Natacha et moi (V) : l'idéal républicain

"Il y a une infinité de nuances dans la façon de concevoir la République... Mais il n'est pas de républicain qui ne croie à la res publica, à la chose commune, comme appartenant à tous les citoyens ; ce qui induit l'idée que chacun agit et choisit en fonction du bien commun. Il n'est pas de républicain qui ne croie à la nécessité des vertus républicaines pour mener l'action politique et partager l'espace social, vertus qui ne se résument pas à la jouissance de droits mais correspondent à un idéal de vie selon des valeurs rigoureuses. Car en tout républicain sommeille un Caton, autant qu'un Périclès ; la sobriété des vertus romaines le dispute au strict respect de la séparation entre espace public et espace privé comme garantie de la liberté individuelle et de l'égalité des citoyens entre eux" (page 116).

"Les sociétés occidentales, fondées sur la pulsion consommatrice attisée par la publicité, la mise sous le nez de chacun de ce qu'il ne pourra pas posséder, frappées parallèlement par un chômage et une désindustrialisation qui détruit en premier lieu les emplois les moins qualifiés, ces sociétés-là ont tout pour se retrouver prisonnières d'une impasse : celle qui consiste à voir s'affronter les intransigeants et les angélistes, ceux qui considèrent que chacun n'a que ce qu'il mérite et ceux qui sont prêts à excuser même l'absence de la plus élémentaire morale, laissant croire du même coup que tous les pauvres sont par essence voleurs ou pourraient le devenir.
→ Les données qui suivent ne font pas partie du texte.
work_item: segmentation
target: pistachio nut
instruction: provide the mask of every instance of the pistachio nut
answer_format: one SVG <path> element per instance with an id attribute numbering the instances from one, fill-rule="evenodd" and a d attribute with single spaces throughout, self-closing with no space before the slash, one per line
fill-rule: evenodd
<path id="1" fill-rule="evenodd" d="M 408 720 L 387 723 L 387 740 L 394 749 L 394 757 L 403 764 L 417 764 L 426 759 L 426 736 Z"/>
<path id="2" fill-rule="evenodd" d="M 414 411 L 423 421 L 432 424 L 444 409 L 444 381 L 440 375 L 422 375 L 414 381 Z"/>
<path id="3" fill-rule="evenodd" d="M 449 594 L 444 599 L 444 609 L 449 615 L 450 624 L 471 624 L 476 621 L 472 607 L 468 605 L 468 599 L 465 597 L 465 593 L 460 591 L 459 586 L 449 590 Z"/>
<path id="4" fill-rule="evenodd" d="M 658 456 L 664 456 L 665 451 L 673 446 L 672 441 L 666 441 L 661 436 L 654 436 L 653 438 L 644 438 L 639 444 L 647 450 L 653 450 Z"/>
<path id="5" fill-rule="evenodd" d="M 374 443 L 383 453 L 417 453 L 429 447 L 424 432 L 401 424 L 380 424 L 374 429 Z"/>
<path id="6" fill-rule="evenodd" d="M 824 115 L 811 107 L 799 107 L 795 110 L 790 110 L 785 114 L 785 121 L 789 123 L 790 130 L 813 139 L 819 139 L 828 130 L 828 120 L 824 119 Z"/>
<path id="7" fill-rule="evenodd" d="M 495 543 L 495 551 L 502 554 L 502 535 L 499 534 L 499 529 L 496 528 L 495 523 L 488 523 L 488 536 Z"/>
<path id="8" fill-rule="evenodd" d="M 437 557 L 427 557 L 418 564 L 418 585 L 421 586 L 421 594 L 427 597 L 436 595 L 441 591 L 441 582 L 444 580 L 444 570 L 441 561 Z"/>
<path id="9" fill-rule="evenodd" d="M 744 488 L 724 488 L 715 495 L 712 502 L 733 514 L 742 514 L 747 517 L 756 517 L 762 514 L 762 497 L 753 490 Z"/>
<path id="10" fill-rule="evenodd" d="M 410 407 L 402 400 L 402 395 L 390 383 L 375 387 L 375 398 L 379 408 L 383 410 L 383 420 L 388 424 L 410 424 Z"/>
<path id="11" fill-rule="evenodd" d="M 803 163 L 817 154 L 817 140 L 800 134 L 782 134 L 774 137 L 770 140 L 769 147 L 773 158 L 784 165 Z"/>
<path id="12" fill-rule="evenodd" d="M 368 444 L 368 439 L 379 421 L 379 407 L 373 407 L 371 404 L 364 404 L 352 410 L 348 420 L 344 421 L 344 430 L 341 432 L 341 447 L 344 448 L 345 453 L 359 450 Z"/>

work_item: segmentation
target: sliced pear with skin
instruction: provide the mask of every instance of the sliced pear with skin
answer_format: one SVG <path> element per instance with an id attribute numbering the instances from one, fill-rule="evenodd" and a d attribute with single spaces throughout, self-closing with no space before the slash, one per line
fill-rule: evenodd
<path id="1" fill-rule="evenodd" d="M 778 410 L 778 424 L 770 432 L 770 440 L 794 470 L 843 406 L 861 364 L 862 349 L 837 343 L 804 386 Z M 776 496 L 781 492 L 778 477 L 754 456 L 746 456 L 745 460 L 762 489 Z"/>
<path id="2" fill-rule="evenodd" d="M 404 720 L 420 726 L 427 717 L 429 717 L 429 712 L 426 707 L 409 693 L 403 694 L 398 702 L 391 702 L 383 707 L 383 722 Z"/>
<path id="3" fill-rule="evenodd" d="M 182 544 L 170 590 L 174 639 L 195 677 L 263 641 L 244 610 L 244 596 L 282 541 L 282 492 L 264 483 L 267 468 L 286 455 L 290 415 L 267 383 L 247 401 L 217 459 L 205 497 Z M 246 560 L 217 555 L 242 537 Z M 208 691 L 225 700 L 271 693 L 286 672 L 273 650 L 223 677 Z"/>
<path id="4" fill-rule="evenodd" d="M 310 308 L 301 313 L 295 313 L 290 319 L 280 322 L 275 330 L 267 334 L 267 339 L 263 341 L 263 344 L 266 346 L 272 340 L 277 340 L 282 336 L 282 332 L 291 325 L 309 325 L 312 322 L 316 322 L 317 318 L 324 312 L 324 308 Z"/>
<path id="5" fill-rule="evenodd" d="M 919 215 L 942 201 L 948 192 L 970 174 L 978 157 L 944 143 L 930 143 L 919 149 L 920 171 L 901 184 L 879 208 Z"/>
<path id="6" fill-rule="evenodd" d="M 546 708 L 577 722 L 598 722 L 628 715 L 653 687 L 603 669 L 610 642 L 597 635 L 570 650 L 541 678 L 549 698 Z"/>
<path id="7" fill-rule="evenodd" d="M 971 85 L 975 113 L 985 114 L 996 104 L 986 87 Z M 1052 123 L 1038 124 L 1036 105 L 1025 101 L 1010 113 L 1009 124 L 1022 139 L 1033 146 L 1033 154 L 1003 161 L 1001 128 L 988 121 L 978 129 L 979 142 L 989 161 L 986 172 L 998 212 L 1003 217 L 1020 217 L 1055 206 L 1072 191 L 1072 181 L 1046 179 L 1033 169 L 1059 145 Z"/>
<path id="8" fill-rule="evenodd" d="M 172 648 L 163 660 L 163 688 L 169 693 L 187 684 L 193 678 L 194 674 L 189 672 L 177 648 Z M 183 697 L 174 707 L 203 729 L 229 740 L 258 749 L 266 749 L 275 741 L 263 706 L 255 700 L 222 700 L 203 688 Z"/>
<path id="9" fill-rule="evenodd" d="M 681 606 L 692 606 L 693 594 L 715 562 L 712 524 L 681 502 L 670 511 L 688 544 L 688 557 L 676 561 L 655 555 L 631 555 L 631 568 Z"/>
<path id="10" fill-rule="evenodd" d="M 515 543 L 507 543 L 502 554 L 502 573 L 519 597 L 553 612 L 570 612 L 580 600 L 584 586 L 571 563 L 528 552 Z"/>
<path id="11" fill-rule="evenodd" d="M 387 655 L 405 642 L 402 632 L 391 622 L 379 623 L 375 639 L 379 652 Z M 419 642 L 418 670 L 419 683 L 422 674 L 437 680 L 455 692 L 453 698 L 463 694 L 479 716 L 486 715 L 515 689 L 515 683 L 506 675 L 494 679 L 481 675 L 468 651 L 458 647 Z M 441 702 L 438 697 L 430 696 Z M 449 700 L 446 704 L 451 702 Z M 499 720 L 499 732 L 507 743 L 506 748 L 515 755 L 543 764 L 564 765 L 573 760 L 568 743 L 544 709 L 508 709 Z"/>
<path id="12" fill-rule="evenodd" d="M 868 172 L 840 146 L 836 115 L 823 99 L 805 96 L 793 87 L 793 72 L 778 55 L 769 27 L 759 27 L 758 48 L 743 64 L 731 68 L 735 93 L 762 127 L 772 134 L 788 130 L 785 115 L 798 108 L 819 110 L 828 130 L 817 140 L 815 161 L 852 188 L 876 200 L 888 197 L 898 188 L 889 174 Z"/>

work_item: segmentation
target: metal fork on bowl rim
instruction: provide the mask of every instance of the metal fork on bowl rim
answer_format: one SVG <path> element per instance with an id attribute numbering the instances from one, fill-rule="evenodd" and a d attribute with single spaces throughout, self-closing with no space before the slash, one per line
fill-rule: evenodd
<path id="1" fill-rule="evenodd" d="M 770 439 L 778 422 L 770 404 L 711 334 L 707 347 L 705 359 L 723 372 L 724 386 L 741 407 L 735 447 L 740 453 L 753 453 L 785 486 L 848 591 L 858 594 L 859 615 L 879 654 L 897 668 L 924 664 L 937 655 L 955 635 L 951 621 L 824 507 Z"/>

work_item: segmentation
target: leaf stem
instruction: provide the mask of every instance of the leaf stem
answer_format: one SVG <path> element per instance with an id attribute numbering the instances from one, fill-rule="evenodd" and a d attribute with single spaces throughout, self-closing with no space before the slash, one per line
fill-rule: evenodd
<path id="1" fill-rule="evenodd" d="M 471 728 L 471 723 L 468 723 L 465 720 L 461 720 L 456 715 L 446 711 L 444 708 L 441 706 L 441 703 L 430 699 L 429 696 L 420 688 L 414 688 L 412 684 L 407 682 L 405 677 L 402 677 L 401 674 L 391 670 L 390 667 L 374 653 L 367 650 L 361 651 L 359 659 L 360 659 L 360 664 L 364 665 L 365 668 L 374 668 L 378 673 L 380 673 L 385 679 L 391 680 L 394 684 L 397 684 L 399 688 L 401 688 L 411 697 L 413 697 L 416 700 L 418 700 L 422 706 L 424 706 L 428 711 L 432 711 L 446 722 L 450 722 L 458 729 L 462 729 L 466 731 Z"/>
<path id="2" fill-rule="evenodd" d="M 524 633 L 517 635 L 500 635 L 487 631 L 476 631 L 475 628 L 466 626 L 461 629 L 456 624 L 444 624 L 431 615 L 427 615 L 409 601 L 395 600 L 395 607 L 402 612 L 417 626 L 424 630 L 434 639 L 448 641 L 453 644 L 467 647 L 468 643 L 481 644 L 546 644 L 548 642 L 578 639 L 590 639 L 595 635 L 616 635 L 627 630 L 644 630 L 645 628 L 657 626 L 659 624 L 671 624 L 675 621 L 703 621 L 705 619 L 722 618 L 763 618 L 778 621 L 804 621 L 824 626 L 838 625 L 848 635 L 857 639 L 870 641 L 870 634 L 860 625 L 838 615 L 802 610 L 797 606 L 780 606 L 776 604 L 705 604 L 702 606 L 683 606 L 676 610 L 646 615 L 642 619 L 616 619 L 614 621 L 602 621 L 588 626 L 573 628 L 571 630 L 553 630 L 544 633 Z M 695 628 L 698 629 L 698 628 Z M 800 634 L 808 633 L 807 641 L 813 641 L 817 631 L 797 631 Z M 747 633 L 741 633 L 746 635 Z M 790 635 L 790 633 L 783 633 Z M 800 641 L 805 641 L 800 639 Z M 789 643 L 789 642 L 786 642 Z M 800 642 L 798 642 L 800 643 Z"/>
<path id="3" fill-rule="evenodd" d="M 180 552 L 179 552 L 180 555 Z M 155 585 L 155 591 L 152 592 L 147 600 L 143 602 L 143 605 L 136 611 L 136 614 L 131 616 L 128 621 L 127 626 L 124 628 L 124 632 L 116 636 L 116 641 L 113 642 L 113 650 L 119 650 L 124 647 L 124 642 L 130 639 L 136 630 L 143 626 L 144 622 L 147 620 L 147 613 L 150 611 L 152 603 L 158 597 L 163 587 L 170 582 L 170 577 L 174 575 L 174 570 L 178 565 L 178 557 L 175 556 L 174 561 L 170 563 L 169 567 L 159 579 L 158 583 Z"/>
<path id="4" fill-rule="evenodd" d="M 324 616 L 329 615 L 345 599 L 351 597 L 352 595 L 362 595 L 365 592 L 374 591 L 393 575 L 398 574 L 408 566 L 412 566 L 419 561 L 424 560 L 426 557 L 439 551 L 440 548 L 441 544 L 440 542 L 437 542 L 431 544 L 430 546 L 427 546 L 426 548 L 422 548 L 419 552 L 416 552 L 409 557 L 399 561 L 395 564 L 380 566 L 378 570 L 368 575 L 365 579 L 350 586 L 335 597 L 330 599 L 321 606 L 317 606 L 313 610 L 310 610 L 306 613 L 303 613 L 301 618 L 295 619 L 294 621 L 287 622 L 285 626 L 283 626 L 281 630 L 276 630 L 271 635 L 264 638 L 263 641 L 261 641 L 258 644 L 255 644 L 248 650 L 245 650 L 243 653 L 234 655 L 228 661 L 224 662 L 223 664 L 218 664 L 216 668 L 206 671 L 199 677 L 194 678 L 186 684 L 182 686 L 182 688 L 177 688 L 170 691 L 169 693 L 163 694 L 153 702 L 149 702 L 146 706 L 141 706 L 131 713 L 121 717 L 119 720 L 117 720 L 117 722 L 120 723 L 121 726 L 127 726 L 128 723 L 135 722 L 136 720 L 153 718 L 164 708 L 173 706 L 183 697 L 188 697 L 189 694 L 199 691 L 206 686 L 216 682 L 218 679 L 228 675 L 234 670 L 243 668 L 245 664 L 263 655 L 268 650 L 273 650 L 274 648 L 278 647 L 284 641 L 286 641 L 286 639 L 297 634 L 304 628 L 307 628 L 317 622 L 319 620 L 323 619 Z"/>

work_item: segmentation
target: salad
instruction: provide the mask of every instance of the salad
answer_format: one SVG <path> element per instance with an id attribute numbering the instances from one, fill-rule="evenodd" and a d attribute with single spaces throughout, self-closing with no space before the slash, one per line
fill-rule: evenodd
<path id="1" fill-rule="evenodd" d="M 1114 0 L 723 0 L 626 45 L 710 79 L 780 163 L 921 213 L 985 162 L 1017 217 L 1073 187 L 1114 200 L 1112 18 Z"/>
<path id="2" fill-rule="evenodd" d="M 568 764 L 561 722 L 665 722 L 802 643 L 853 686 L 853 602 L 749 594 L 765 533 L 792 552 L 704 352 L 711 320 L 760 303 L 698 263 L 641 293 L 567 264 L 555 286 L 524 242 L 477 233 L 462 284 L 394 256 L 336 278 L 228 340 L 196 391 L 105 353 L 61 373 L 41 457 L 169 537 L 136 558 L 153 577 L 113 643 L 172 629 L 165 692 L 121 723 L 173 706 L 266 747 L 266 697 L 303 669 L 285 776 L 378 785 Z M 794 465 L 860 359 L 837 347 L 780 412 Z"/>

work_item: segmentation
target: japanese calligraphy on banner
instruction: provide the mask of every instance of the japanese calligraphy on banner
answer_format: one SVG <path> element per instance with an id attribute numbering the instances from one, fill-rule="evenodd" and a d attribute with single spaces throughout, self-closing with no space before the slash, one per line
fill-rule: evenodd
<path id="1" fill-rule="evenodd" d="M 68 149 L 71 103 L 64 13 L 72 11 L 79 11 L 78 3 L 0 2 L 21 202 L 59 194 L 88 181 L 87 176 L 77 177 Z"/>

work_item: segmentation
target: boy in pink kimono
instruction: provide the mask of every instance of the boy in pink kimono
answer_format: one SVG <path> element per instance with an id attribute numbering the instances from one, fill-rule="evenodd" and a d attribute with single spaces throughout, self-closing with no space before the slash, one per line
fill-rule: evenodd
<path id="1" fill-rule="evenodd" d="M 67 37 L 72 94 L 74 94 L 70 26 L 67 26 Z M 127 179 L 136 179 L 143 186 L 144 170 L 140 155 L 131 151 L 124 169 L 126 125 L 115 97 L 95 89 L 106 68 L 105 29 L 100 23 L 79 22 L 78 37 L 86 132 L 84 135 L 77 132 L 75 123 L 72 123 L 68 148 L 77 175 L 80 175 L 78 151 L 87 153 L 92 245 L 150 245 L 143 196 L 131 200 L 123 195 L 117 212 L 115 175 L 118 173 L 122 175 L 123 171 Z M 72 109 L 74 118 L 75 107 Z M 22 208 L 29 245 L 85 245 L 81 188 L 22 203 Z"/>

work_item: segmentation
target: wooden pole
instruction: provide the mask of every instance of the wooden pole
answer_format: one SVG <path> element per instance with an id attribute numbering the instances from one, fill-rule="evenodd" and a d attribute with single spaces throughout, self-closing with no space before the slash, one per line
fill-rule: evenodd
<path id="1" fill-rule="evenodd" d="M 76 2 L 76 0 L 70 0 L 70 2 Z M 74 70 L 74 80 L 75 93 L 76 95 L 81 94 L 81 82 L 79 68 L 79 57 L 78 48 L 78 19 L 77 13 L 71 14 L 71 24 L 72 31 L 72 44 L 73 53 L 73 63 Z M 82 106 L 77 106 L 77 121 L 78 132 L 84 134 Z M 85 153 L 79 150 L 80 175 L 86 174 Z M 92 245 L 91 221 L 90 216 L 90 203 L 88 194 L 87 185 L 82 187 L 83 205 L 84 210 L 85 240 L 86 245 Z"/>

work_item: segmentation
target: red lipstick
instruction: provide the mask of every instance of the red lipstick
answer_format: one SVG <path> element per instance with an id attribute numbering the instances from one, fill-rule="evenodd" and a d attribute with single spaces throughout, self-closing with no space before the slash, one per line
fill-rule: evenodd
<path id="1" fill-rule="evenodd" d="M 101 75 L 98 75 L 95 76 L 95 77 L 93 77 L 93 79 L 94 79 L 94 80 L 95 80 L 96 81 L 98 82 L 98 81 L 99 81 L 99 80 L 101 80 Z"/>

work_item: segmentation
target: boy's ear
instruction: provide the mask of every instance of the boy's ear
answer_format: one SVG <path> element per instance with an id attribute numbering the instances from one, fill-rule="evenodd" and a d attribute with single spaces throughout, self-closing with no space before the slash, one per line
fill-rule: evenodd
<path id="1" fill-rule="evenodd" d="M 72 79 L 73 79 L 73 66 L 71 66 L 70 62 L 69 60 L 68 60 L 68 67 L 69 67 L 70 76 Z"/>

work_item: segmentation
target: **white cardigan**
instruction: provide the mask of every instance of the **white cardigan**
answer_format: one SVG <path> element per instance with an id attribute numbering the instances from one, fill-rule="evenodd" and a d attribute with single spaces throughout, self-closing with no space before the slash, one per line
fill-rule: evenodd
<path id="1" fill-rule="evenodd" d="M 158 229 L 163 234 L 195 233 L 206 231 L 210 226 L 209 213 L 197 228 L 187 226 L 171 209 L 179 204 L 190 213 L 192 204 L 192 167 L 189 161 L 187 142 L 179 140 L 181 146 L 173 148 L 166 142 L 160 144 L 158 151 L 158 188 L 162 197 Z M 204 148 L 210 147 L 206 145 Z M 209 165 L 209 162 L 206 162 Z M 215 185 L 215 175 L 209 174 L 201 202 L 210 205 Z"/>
Cet affrontement signe la mort de notre pacte républicain" (page 200).

"... des notions de morale et de dignité humaine, notions qui émanent de la pensée des Lumières et de la philosophie d'Emmanuel Kant qui a sous-tendu toute la conception française de la République, notamment à travers l'école" (page 238).

"Le contrat social, on le sait depuis Hobbes, repose sur l'abandon par les citoyens d'une part de leur liberté en échange de la protection de l'État, qui possède le monopole de la violence légitime" (page 251).